Purdy can also make throws from unusual arm angles (MAHOMES 2.0?????) and is responsible for the greatest incompletion of the playoffs so far, running around for 11 seconds before delivering a 30-yard strike that was sadly dropped by Brandon Aiyuk in the corner of the end zone:

Even accounting for the ease of quarterbacking this super-team, there is a level of talent and swagger here that is far beyond what Day 3 draftees are usually capable of. The Brock Purdy of 2018 has reemerged—it’s fair to wonder where he went for four years, but this is stuff that we knew he could do. The lesson might be to judge players on their peak capabilities rather than their most recent performance, although it feels strange to tell NFL teams to seek out players who stagnated in the way Purdy did. At the very least, Purdy shouldn’t have been the last pick last year, especially in a QB-weak draft. 

We know that these Niners can win the Super Bowl, even with Purdy: They are perma-contenders with this motherlode of talent and Shanahan’s system. I actually think they have a better chance of winning it all with Brock than they did with Jimmy. 

We are at the part of the NFL season everybody dreams about, but it almost feels like the biggest question about Purdy will come in the offseason. Right now the Niners need to ride with Purdy, but next year they’ll have more options. But will they pick Purdy over Lance, the bigger, faster, stronger player they invested so heavily in? Will they seek out another QB through free agency (maybe a 45-year-old who grew up in the Bay Area rooting for the 49ers?), the draft, or the trade market? Or will they keep trying to win the Super Bowl with the last pick in the draft, now voluntarily, rather than simply turning to Purdy to cope with quarterback catastrophes?

If the Niners go forward with Purdy, it will show that the Brock Purdy story is a drafting error about a star who fell through the cracks.
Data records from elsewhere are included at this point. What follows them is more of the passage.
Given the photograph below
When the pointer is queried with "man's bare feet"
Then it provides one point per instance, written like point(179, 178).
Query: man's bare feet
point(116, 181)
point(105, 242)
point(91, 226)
With each passing Super Bowl victory for Tom Brady, the story of the 2001 Patriots became less “wow, they won the Super Bowl with a sixth-round pick” and more “that was Tom Brady’s first Super Bowl.” But if the Niners try to upgrade, or even turn the team back to Lance, it will show that even though they can win with a guy like Purdy, they’d rather have a better, more pedigreed QB. The Niners winning the Super Bowl with the last pick in the draft would be an all-time football fairy tale, but we’ll really learn about the magic of the moment from the Niners’ next move.